How can I solve it!?!!?
thank you!
This is correct syntax:
myVariable = Number(e.item[myStr])
I now have a full path for a file as a string like:
"/db/Liebherr/Content_Repository/Techpubs/Topics/HyraulicPowerDistribution/Released/TRN_282C_HYD_MOD_1_Drive_Shaft_Rev000.xml"
However, now I need to take out only the folder path, so it will be the above string without the last back slash content like:
"/db/Liebherr/Content_Repository/Techpubs/Topics/HyraulicPowerDistribution/Released/"
But it seems that the substring() function in xQuery only has substring(string,start,len) or substring(string,start), I am trying to figure out a way to specify the last occurence of the backslash, but no luck.
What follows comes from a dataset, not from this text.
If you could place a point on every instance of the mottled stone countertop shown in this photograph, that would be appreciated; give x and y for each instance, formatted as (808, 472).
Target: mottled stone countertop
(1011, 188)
Could experts help? Thanks!
Try out the tokenize() function (for splitting a string into its component parts) and then re-assembling it, using everything but the last part.
let $full-path := "/db/Liebherr/Content_Repository/Techpubs/Topics/HyraulicPowerDistribution/Released/TRN_282C_HYD_MOD_1_Drive_Shaft_Rev000.xml",
$segments := tokenize($full-path,"/")[position() ne last()]
return
concat(string-join($segments,'/'),'/')
For more details on these functions, check out their reference pages:
fn:tokenize()
fn:string-join()
fn:replace can do the job with a regular expression:
replace("/db/Liebherr/Content_Repository/Techpubs/Topics/HyraulicPowerDistribution/Released/TRN_282C_HYD_MOD_1_Drive_Shaft_Rev000.xml",
"[^/]+$",
"")
This can be done even with a single XPath 2.0 (subset of XQuery) expression:
substring($fullPath,
1,
string-length($fullPath) - string-length(tokenize($fullPath, '/')[last()])
)
where $fullPath should be substituted with the actual string, such as:
"/db/Liebherr/Content_Repository/Techpubs/Topics/HyraulicPowerDistribution/Released/TRN_282C_HYD_MOD_1_Drive_Shaft_Rev000.xml"
The following code tokenizes, removes the last token, replaces it with an empty string, and joins back.
string-join(
(
tokenize(
"/db/Liebherr/Content_Repository/Techpubs/Topics/HyraulicPowerDistribution/Released/TRN_282C_HYD_MOD_1_Drive_Shaft_Rev000.xml",
"/"
)[position() ne last()],
""
),
"/"
)
It seems to return the desired result on try.zorba-xquery.com. Does this help?